2.4.2.2. Farkındalık/Bireyselleşme
Toplumsal bir varlık olarak insan, yaşamının ilk anlarından itibaren bir arayış içindedir. Bu arayışlar onu çocukluk zamanlarında gördüğü her şeyi sorgulamasına yol açar. Bu sorgulayışlar zamanla yerini anlama/bilme yetisine bırakır. Büyüdükçe hayatın gerçekleriyle yüzleşen insan, yaşamın sadece mutlu anlardan oluşmadığı gerçeğiyle karşılaşır. Bu bilinçlilik hali, onun kendini ve dış dünyayı daha gerçekçi bir gözle sorgulamasını sağlar. Zamanla yaşadığı olumsuz anlarda sıkışıp kalan insan, bireyselleşme arzusunu hissetmeye başlar. Bu farkındalık hali onun kendini gerçekleştirdiği yani tinsel doğumunu hazırladığı anda başlar. Ontolojik olarak kendini gerçekleştiren insan, artık daha güven içinde varlığını anlamlandırmış, dış dünyanın kaotik boşluğunda kaybolmaktan kurtulmuştur. İnsanın kendini dış dünyada konumlandırdığı bu algılayış biçimi, farkındalık olgusuyla gerçekleşir. Farkındalık kavramı bu perspektifde bireyi, aşkın olana götüren bir değerdir. Başka şekilde söylenecek olursa özneyi nesneye yaklaştıran bir aydınlanma sürecidir.

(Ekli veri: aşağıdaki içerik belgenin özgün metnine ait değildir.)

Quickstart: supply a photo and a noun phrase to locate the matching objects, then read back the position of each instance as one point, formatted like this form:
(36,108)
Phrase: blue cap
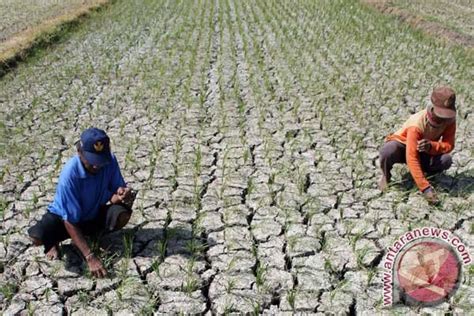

Farkındalık, bireyin kendi olma yolunda Joseph Campbell’ın deyişiyle eşikten dışarı ilk çıktığı anla başlar. Öykünün başkişisi Asılbek’in kendi olma sürecinin anlatıldığı öykü, bir varoluş öyküsüdür; “kişinin kendi varlığının farkındalığı temelde kendi benliğini kavraması ve öz-bilinci elde edebilmesi düzeyinde olur.”161 Asılbek de öz-bilinciyle ne olması gerektiğinin farkına varır. Babası ve çevresinin direttiği değil, kendi arzuladığı hayata doğru yol alır. Bu noktada dünya görüşleri, hayat felsefeleri tamamen farklı olan baba ile oğulun çatışması kaçınılmazdır;
-Neyi yazacağım. Suçu yok insanların. Babamın yüzünde nefret doldu, kaşları çatıldı.
–Yaz! diye bağırdı.
–Yazmayacağım, inat ettim ben de. Yerimden kalkıp gittim.
–Sen insan değilsin ahmak, ben senin insan olacağını düşünmüştüm!
–Yazmayacağım! Yazmayacağım! Utançtan dayanamadım, evin öbür tarafına geçip, ağladım. Babam bana her zaman insan ol diyor. Nasıl insan olacağım. Babam beni hangi tarafa çekiyor? (H.İOİ.: 71)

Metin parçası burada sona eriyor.